La mutation peut uniquement se faire parmi les emplois disponibles dans l’entreprise. - L’employeur ne peut être tenu d’imposer à un autre salarié une modification de son contrat de travail afin de libérer son poste pour le proposer en reclassement à un salarié déclaré inapte.
- Ne répond pas à son obligation l’employeur qui licencie un salarié inapte à l’exercice d’un emploi à temps complet mais apte à mi-temps dès lors qu’il n’apporte pas la preuve de son impossibilité de prendre en considération les propositions de l’inspecteur du travail, un autre salarié ayant à la même époque sollicité un emploi à mi-temps.
- Délai d’un mois pour reclasser :
L’inaptitude est reconnue après les 2 examens séparés de deux semaines au minimum.
Le délai d’un mois commence à courir à compter de la date du second examen (circ. DRT n°93-11 du 17 mars 1993).
Pendant ce délai d’un mois, le salarié ne perçoit pas de rémunération.
- Issue du reclassement :
Le salarié est reclassé :
Si le salarié est reclassé à un poste inférieur, l’employeur n’est pas tenu de maintenir la rémunération antérieure qui ne correspond plus aux nouvelles fonctions. Toutefois, s’il s’agit d’une modification du contrat de travail qui doit faire l’objet de la signature d’un avenant au contrat de travail. Le salarié est en droit de refuser cette modification.
Si un poste est possible pour le reclassement mais qu’il reste des doutes quant aux capacités du salarié, l’employeur doit contacter le médecin du travail pour avis.
Le salarié refuse le reclassement :
Si le salarié refuse le reclassement, il est alors licencié.
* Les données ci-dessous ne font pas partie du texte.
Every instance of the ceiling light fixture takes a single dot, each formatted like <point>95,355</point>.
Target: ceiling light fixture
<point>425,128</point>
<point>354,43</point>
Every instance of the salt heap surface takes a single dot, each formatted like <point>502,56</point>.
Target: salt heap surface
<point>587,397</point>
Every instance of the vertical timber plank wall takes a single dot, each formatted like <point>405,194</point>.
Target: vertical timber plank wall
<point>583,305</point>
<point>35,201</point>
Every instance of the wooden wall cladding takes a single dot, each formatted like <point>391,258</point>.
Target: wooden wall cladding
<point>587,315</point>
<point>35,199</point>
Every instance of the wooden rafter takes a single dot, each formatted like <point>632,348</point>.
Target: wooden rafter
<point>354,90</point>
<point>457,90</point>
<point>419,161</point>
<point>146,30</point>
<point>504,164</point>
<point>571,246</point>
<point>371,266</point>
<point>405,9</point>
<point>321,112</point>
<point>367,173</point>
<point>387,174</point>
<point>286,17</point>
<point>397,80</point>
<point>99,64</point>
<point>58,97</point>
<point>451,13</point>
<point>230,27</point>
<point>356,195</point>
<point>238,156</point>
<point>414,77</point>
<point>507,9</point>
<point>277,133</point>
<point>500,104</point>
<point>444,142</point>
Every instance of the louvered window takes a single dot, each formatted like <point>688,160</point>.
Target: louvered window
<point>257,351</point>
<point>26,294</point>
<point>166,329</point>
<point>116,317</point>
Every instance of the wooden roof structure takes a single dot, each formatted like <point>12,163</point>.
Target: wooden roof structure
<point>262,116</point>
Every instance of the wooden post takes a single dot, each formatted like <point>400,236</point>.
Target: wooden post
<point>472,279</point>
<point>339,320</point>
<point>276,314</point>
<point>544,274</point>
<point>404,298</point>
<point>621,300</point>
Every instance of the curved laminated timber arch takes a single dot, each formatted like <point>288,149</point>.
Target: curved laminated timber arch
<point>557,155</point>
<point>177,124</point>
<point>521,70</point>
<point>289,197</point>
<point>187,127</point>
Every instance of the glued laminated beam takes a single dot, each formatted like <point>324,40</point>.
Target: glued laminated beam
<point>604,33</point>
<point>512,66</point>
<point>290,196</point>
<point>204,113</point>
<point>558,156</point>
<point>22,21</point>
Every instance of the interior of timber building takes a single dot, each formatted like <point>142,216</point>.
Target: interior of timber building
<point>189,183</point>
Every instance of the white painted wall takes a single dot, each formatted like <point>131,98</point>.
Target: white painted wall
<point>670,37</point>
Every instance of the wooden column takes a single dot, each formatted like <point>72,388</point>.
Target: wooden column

Il n’y a pas de reclassement possible :
Lorsque l’employeur ne peut pas reclasser le salarié, il doit le prouver et l’indiquer dans la lettre de convocation à l’entretien préalable et dans la lettre de licenciement.
Si impossibilité de reclasser le salarié inapte alors un licenciement peut être envisagé
Si le reclassement n’est pas possible ou si le salarié refuse le reclassement, il peut être licencié.
Le licenciement éventuel doit intervenir dans le délai d’un mois à partir de la constatation d’inaptitude et lorsque le reclassement n’est pas possible. A défaut, l’employeur est tenu de verser à nouveau les salaires.
La procédure de licenciement doit être respectée.
Le préavis doit être respecté cependant l’indemnité compensatrice de préavis ne sera pas due dans la mesure où le salarié n’est pas apte à occuper l’emploi qu’il exerçait antérieurement.
Le contrat de travail prend fin avec le préavis même s’il ne peut être exécuté. Cela permet de déterminer la date à partir de laquelle le salarié a droit aux allocations de chômage et celle retenue pour le calcul de l’ancienneté.
Les indemnités légales et/ou conventionnelles de fin de contrat sont dues, notamment l’indemnité de licenciement et l’indemnité de congés payés pour les congés payés acquis non pris que la période de prise des congés payés soit close ou non (Ccas. Soc.24/02/2009, n°07-44488).
En principe, si le salarié ne peut pas travailler, il ne peut donc pas effectuer de préavis. Dans ce cas, l’indemnité de préavis n’est pas due.
Cependant, l’indemnité de préavis est due lorsque :
- Le salarié est inapte à la suite d’un accident de travail ou d’une maladie professionnelle ;
- l’inaptitude du salarié est due au comportement fautif de l’employeur (Cass. SOC. 20/09/2006, n°05-41.385) ;
- un salarié est licencié sans que l’employeur respecte son obligation de reclassement consécutive à une inaptitude (cass. Soc. 26/11/2002, n°00-41.633) ;
- un salarié travailleur handicapé a été embauché sans être soumis à la visite médicale d’embauche (ccas. Soc. 10/07/2002, n°00-41.238).